De Beauvoir's theory has been taken up by modern feminists. Consider these quotes from one feminist website:

...in a patriarchy, all women belong to the sex class, and are defined in terms of men. Men, on the other hand, belong to the default human class, and get to define themselves (and everything else).

...the concept of femininity extends to the full set of unique behaviors performed by the sex class to appease its oppressor ... My position is that the construct recognized as “femininity” represents the dominant social order’s successful attempt to otherize an entire class of people for the purpose of oppressing them.

Another example of De Beauvoir's influence is the work of Peggy McIntosh on white privilege. She has drawn up a list of 50 ways in which whites are privileged over others in daily life.

The 50 items don't make much sense outside of De Beauvoir's theoretical framework. Some are based on the idea (privilege 1) that whites are "raced" for the purposes of denying opportunities to others. So Peggy McIntosh's list often sounds paranoid about how whites treat others:

37. I can be pretty sure of finding people who would be willing to talk with me and advise me about my next steps, professionally.

41. I can be sure that if I need legal or medical help, my race will not work against me.

McIntosh is suggesting that whites in everyday life will only help each other and wouldn't help non-whites with career advice, or legal or medical services. This sounds delusional but it is what the theory predicts: that whites exist as a class of people to keep unearned privileges for themselves.

Some of McIntosh's items are based on privilege 2, the idea that whites get to live not as whites but as the non-raced human default. Here are some examples of items in which whites are privileged because, unlike non-whites, they get to be non-raced:

39. I can be late to a meeting without having the lateness reflect on my race.

16. I can be pretty sure that my children's teachers and employers will tolerate them if they fit school and workplace norms; my chief worries about them do not concern others' attitudes toward their race.

19. I can speak in public to a powerful male group without putting my race on trial.

36. If my day, week or year is going badly, I need not ask of each negative episode or situation whether it had racial overtones.

So whites are thought to be acutely ethnocentric in the first group of items, but then to be privileged by living outside the prism of race in the second. It doesn't fit well together. Furthermore, McIntosh then also includes privilege 3: the idea that whites get to live in their own self-defining, self-referencing bubble. So she has items like this:

8. I can be sure that my children will be given curricular materials that testify to the existence of their race.

45. I can expect figurative language and imagery in all of the arts to testify to experiences of my race.

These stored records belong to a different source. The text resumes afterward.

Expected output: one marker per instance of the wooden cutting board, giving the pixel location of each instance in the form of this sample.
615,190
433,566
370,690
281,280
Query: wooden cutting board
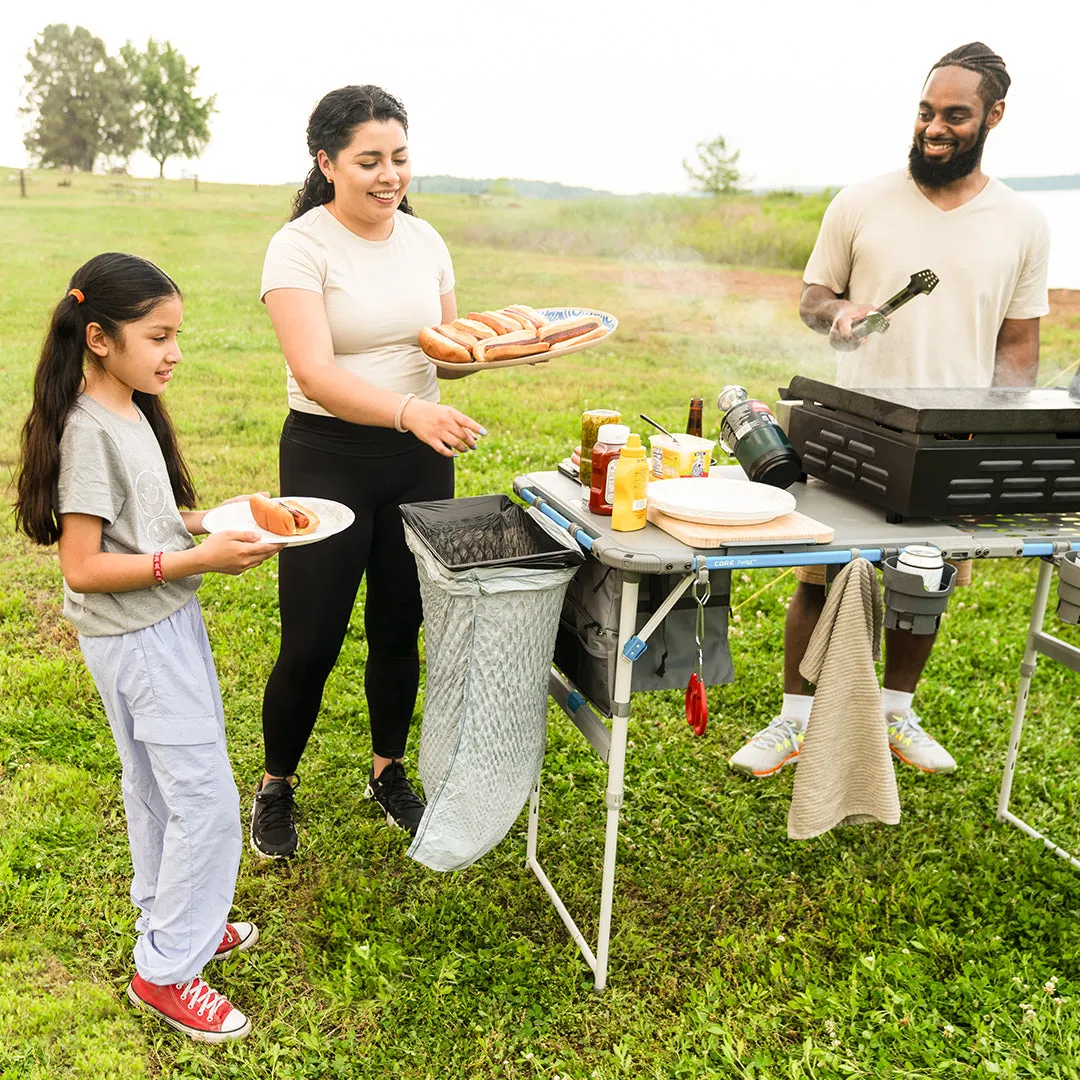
788,527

The dominant group gets to be normative and therefore to live within their own race as the "sole essential". But if there is a privilege in living within your own race (to have things "testify to the existence of your race"), how can it also be a privilege to occupy the human, non-raced category?

Again, some of the items make little sense except that they fit the Beauvoirian theory that the dominant, oppressor group can self-define and ignore reciprocal relationships:

31. I can choose to ignore developments in minority writing and minority activist programs, or disparage them, or learn from them, but in any case, I can find ways to be more or less protected from negative consequences of any of these choices.

32. My culture gives me little fear about ignoring the perspectives and powers of people of other races.

So whether we whites are defined in terms of the other, or whether we are self-defining; and whether we live as part of a racial category, or whether we live outside of race in a "human" category - we are in all these circumstances considered guilty of an unbearable privilege.

As I wrote earlier, the starting point to all this was a logical one under the terms of liberalism. If autonomy is the key good then we are privileged by having more autonomy, whether it's through a dominant racial relationship, through transcending race or through a capacity to self-define racially. But this framework, for the reasons I've outlined in this post, ends up lacking coherence.